Perfetta integrazione tra l’edificio ed il paessaggio Sovrasta il centro storico, fu venduta all’asta a Tisi

di ENZA SAMBROIA

L’. assimilazione del gusto neoclassico nella cultura urbana fra la fine del Settecento e l'inizio dell’Ottocento rese nuovamente di moda il “vivere in villa”. Seguendo l’esempio della vicina Napoli con le amene residenze del “Miglio d’Oro”, molte famiglie aristocratiche che possedevano palazzi nobiliari nel centro promossero la costruzione di ville sub-urbane ad oriente, lungo la strada che collegava Salerno con Persano (dove era il vanvitelliano Casino di caccia di Ferdinando IV di Borbone), e in aree collinari panoramiche più prossime alla città.

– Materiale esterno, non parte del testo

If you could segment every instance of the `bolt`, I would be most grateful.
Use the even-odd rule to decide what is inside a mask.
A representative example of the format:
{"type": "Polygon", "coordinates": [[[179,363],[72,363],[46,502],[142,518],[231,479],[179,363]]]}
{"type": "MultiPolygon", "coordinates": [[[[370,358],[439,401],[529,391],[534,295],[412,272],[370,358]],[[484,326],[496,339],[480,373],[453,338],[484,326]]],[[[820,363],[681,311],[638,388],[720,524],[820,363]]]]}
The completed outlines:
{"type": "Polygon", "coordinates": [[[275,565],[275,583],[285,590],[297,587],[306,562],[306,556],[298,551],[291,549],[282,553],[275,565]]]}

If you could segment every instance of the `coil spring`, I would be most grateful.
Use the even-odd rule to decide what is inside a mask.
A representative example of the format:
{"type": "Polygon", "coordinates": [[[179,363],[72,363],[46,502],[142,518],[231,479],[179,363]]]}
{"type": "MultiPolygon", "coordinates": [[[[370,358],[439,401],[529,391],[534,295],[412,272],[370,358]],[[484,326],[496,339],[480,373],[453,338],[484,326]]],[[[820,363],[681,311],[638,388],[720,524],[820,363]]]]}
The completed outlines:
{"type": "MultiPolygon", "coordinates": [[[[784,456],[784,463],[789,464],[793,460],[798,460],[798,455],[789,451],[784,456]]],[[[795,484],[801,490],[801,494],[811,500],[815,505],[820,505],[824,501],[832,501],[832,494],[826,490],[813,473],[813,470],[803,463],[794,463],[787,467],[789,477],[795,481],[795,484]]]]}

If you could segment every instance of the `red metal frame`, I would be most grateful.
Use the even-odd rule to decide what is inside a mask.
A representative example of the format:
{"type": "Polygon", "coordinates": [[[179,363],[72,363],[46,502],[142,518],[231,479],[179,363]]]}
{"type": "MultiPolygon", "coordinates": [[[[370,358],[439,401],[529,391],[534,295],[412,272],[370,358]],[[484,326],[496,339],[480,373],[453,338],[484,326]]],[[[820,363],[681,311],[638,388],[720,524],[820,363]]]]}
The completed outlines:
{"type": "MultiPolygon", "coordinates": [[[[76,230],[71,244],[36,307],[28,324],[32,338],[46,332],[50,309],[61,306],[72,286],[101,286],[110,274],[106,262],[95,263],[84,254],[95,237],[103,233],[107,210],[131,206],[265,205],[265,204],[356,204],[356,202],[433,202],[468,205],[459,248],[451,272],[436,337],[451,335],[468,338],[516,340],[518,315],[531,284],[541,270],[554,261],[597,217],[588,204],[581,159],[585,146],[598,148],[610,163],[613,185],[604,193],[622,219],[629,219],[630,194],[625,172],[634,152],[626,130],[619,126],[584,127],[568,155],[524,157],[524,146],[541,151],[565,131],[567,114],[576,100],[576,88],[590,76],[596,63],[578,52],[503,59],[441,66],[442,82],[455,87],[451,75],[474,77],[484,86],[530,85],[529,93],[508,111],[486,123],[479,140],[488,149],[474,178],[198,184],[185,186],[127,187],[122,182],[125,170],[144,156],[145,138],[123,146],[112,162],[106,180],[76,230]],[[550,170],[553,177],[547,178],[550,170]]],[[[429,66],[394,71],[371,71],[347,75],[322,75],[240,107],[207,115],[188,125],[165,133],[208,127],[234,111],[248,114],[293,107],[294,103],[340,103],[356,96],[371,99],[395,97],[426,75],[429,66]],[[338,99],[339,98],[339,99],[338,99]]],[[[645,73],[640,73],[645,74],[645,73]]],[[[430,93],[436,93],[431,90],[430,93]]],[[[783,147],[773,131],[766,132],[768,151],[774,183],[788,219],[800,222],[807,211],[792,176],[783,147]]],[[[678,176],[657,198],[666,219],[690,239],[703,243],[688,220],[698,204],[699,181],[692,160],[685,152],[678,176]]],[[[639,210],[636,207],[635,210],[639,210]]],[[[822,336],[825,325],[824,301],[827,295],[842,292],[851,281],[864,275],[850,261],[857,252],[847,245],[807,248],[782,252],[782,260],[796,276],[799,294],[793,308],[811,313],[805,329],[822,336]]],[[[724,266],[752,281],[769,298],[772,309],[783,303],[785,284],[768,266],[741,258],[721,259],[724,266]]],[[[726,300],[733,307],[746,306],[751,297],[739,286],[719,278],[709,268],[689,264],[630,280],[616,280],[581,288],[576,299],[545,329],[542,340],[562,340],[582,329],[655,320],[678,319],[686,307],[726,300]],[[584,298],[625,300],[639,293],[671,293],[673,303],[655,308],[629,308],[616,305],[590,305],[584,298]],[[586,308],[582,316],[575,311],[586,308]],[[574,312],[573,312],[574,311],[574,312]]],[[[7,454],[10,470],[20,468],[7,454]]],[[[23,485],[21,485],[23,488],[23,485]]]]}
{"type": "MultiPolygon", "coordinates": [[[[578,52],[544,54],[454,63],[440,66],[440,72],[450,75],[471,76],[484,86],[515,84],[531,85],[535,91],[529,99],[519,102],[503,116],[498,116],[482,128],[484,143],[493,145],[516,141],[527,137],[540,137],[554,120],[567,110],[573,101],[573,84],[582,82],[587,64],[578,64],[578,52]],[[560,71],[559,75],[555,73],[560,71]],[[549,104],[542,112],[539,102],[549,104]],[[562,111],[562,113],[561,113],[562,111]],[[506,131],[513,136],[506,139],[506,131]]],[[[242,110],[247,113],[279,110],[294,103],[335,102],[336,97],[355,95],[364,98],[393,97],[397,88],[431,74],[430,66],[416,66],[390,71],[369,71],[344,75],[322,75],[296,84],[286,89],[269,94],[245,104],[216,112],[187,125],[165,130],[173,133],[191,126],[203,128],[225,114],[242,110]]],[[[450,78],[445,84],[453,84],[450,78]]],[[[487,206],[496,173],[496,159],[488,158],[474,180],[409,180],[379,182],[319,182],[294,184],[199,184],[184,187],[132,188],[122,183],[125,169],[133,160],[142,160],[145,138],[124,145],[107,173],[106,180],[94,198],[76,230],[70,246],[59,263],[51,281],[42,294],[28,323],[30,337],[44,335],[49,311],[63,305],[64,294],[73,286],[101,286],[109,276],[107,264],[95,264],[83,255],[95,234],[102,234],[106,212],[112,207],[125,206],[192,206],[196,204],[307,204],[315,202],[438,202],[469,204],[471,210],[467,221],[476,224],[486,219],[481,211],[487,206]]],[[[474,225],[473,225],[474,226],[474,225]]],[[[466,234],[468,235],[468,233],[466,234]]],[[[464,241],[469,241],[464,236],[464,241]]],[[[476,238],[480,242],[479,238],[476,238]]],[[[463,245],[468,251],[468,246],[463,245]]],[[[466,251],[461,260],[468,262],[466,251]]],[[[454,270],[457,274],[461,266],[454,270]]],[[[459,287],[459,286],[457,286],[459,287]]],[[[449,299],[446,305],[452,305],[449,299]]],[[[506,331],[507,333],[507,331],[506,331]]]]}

Nella zona orientale la realizzazione di ville con giardino iniziò con l’emanazione del decreto di Murat del 1811 che vietava la coltivazione a risaia dei territori dalla valle dell'Irno al Picentino. Dopo la bonifica, le aree da Pastena fino a San Leonardo diventarono vere e proprie oasi di bellezza paesaggistica ove l'antica nobiltà salernitana andava a riposarsi, rendendo sempre più vive le lotte di classe che infierivano in città. Sorsero così le ville degli Abbagnano, dei Castellomata, dei Ruggiero, dei Cavaselice e quella dei Carrara che ebbe l’onore di ricevere più volte i sovrani della dinastia Borbonica in viaggio verso Persano. Al contempo sulle colline più prossime al centro storico sorsero nuove residenze a volte inglobando preesistenti eremi assegnati o venduti agli aristocratici dopo i decreti di soppressione degli ordini monastici. Ad occidente verso Vietri, sulla via Monti, furono edificate le ville con giardino delle famiglie Giacchetti, Bottiglieri, Caterina, Clarizia; a nord del centro storico, a ridosso delle vecchie mura occidentali, sorsero le Ville Manzo, Avenia, Spinosa. Sulle colline nord-orientali e alle pendici del monte Bonadies trovarono posto villa Spinelli, villa Conforti, villa Punzi e villa Trucillo.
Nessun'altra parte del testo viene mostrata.